The program consists of intensive language training with 20 hours per week of classes and a full slate of cultural events, home stays with a family and side trips to St. Petersburg and elsewhere.
“They will keep them extremely busy and they won’t have much free time,” said Shmakov, who was a reader for the national scholarships. “The applicants were over-the-moon stellar, which means these guys are among those caliber of students. I’m extremely proud of these guys and it’s a big honor for them.”
Although PCC does not offer a degree in Russian, the classes are lower division collegiate courses that transfer to a four-year college or university. There are more than 140,000 Russian-speaking immigrants in Oregon and Washington. The U.S. Census indicates that the Pacific Northwest has had the greatest influx of Russian-speaking immigrants anywhere in the nation during the last 10 years, making Russian one of the most commonly spoken languages in the region and designated a language of critical need by the U.S. government.
Evan Schott, 32, plans to use his Russian language skills to learn more about the culture and to appreciate its films and literature. He plans to transfer to Portland State University with a focus on computer science.
“I really hadn’t expected to do so well (in Russian) and I definitely like the challenge that it provides,” Schott said. “I was surprised and very happy (to get this honor).”
Darrian Bowen, who is co-enrolled at PCC and PSU, said he isn’t intimidated by the challenge of being immersed in Russian culture and language. Bowen, 25, was the last to know over that eventful weekend a few weeks ago that he had been selected.
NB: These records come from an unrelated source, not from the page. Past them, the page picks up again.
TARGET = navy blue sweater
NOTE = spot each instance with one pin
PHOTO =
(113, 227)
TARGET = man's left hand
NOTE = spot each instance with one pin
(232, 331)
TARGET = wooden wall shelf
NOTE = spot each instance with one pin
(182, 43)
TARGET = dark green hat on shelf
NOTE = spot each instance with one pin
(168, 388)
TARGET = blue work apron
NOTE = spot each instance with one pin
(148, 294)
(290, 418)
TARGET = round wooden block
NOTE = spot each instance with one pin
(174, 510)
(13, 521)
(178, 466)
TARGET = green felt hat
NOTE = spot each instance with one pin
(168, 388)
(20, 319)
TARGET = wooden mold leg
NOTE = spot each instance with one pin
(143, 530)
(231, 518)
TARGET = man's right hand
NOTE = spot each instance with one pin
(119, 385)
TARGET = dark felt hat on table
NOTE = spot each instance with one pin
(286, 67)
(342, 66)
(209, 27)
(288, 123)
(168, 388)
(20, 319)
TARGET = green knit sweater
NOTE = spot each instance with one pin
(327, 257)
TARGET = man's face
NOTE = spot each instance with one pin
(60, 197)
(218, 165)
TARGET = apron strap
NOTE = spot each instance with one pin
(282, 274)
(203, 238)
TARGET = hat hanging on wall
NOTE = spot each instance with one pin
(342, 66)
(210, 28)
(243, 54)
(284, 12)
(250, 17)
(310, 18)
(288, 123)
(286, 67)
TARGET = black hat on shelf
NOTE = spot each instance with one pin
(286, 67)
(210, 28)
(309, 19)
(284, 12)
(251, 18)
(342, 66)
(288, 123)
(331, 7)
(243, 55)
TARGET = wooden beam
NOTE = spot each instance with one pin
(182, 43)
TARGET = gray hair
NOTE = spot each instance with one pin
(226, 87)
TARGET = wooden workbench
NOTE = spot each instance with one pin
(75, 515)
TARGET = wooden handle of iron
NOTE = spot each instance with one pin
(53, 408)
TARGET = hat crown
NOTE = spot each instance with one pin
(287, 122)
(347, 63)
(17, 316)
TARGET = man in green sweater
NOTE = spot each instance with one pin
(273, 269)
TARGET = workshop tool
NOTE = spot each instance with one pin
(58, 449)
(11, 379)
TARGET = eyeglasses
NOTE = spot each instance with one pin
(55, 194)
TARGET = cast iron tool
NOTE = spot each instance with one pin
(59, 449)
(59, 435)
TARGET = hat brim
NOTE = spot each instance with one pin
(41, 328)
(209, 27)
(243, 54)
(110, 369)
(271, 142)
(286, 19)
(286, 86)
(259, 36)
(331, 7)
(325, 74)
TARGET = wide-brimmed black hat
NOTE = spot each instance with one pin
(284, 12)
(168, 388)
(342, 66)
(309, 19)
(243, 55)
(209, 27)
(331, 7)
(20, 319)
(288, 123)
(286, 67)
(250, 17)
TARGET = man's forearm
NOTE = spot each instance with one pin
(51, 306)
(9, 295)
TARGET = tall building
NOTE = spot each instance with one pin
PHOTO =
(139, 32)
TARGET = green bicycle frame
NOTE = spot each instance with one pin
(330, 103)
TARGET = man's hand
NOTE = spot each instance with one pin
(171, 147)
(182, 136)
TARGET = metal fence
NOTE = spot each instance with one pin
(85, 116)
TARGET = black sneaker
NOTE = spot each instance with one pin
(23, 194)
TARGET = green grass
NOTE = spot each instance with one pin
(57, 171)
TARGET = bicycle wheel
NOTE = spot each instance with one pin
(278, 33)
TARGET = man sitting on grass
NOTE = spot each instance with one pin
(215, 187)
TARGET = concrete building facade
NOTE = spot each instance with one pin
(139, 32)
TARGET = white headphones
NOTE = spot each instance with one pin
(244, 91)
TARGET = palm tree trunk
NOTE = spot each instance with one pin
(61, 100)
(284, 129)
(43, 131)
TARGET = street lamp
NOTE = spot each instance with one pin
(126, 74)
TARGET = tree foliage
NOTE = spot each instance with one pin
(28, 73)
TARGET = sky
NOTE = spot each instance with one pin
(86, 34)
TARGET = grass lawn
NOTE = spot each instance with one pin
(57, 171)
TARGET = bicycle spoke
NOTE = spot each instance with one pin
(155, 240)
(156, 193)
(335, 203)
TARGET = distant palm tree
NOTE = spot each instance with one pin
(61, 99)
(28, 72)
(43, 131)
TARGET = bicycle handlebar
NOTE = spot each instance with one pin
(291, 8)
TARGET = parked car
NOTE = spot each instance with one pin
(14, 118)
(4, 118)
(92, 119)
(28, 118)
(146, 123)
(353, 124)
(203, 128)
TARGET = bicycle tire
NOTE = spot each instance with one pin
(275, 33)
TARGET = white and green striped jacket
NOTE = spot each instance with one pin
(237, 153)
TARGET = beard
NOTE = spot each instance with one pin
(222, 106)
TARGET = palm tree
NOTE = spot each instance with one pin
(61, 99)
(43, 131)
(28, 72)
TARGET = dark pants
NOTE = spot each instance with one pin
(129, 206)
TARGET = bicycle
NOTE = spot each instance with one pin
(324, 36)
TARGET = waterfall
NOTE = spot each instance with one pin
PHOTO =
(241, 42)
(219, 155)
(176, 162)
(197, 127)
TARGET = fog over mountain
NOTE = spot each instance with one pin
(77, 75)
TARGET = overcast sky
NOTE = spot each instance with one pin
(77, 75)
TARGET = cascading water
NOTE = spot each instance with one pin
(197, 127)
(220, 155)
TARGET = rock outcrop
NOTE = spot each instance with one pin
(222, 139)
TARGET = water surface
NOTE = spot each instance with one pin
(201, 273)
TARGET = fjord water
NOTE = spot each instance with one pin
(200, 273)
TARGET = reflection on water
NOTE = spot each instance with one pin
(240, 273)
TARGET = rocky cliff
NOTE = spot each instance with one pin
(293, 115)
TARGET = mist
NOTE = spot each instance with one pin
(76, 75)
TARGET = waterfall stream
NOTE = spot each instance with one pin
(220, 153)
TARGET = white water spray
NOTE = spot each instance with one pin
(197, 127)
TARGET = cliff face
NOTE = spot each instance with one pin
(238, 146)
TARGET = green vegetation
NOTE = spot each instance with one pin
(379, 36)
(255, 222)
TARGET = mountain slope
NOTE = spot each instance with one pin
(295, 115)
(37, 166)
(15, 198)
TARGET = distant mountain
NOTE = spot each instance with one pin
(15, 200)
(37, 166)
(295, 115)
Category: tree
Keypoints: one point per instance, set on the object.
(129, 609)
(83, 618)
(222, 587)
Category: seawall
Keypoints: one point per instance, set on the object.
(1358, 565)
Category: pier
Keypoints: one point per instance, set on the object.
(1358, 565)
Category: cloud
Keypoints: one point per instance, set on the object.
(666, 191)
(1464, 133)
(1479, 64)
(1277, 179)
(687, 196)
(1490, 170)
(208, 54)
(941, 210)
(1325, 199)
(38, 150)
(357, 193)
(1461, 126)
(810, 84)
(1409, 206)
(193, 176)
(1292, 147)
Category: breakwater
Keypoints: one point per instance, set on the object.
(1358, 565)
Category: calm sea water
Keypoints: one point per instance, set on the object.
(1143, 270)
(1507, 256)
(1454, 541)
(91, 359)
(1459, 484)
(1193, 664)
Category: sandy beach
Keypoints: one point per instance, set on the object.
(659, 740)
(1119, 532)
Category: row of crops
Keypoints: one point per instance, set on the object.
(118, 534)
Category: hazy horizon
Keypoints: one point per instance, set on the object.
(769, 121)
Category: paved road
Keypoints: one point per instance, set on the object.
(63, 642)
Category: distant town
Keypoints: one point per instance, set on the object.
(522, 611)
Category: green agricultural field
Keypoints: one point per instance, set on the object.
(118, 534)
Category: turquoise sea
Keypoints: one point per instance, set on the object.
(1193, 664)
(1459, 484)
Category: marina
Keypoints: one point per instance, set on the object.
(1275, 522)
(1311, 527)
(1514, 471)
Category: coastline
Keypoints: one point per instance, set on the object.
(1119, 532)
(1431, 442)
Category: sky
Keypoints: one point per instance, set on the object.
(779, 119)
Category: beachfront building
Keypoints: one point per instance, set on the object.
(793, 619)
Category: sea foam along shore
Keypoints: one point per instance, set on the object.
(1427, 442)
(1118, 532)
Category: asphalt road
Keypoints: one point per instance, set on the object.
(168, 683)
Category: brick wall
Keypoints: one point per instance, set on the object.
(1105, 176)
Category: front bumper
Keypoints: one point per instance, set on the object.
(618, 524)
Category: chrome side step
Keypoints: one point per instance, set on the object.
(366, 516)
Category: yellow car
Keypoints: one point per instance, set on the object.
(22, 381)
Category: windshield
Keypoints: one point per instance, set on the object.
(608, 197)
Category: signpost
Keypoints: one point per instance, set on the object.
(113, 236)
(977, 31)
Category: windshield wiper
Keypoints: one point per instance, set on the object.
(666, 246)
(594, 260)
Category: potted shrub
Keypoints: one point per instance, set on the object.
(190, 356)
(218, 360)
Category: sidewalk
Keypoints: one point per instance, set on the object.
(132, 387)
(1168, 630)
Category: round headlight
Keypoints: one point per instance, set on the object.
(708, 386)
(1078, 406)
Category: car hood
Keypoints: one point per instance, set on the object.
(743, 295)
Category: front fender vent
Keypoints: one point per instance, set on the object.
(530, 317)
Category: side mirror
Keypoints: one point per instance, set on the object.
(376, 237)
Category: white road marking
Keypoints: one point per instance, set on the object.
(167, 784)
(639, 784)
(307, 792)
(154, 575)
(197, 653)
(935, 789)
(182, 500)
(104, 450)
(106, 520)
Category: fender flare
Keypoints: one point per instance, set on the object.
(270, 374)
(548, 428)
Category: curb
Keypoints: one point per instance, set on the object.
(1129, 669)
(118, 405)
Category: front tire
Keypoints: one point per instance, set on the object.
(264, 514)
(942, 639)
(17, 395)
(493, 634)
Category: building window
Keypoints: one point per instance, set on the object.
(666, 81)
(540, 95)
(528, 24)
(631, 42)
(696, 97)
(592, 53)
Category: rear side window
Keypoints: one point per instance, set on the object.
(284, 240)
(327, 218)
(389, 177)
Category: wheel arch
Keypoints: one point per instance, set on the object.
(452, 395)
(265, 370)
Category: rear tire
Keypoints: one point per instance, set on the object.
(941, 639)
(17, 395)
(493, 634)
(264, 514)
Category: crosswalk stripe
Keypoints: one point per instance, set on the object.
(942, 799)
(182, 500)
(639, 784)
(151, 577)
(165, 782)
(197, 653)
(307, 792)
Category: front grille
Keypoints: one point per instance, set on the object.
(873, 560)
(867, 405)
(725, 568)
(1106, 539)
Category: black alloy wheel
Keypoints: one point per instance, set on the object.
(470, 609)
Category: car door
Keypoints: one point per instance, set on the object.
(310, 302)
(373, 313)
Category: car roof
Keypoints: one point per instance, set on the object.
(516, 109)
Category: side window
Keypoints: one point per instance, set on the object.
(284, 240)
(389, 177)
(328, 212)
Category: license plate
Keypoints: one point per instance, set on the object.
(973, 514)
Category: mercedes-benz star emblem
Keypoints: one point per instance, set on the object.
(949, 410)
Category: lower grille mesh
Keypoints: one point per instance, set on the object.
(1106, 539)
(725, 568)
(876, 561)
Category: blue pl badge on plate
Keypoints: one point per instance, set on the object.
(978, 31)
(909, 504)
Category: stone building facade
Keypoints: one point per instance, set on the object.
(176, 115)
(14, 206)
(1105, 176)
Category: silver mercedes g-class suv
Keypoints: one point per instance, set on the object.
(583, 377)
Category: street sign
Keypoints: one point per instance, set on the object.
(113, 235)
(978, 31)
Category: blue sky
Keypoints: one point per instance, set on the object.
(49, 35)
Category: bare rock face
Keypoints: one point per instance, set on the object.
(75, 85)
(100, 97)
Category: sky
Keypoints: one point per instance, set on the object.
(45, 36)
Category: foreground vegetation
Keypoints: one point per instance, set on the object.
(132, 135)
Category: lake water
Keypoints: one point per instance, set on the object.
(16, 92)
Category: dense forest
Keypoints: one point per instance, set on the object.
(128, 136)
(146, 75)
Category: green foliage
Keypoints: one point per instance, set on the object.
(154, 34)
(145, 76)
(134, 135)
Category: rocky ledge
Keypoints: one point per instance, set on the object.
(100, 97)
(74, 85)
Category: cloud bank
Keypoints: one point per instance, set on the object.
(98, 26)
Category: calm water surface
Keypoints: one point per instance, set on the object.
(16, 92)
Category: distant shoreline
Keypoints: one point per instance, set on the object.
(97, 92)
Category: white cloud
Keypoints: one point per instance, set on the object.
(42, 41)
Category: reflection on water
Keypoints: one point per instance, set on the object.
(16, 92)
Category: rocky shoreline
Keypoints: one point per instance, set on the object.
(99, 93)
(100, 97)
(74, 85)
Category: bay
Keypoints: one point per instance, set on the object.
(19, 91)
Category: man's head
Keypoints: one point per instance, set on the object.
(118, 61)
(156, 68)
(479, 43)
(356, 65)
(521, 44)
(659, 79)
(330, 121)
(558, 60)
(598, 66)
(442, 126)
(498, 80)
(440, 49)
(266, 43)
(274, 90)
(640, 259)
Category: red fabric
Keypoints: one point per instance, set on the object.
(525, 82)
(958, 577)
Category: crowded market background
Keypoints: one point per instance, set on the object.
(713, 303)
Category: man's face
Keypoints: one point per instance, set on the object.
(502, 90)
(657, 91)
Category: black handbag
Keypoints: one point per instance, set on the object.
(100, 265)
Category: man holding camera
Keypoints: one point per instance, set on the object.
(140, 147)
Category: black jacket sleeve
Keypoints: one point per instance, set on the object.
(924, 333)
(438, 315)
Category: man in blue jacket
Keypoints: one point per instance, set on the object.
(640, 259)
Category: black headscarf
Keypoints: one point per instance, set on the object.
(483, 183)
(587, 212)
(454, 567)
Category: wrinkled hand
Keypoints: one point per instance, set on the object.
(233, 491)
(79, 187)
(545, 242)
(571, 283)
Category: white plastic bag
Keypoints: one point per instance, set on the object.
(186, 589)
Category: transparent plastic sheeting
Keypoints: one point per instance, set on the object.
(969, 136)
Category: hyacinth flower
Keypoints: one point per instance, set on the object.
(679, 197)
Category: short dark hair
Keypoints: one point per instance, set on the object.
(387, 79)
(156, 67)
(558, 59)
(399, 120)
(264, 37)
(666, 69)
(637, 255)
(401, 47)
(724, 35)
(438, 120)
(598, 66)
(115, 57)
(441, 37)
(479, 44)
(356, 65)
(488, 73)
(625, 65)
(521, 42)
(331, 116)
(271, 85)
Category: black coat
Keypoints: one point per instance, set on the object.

“They both found out over the weekend through e-mail and I didn’t check it so Kristine told me to go log in when I got to class on Monday,” he said. “So I left class and I didn’t want to come back after reading it because I wanted to call my dad instead, I was so excited.”
Jason Junkkarinen, a 24-year-old Forest Grove resident, is a returning student who found Russian after researching his Finnish heritage. He said he will be co-enrolled at PSU and PCC next year and wants to earn an economics and Russian language degrees. He plans to be a teacher or work in government.
“I know it’s going to be very hard and a lot of work, but it will be worth it,” said Junkkarinen of the Russia trip.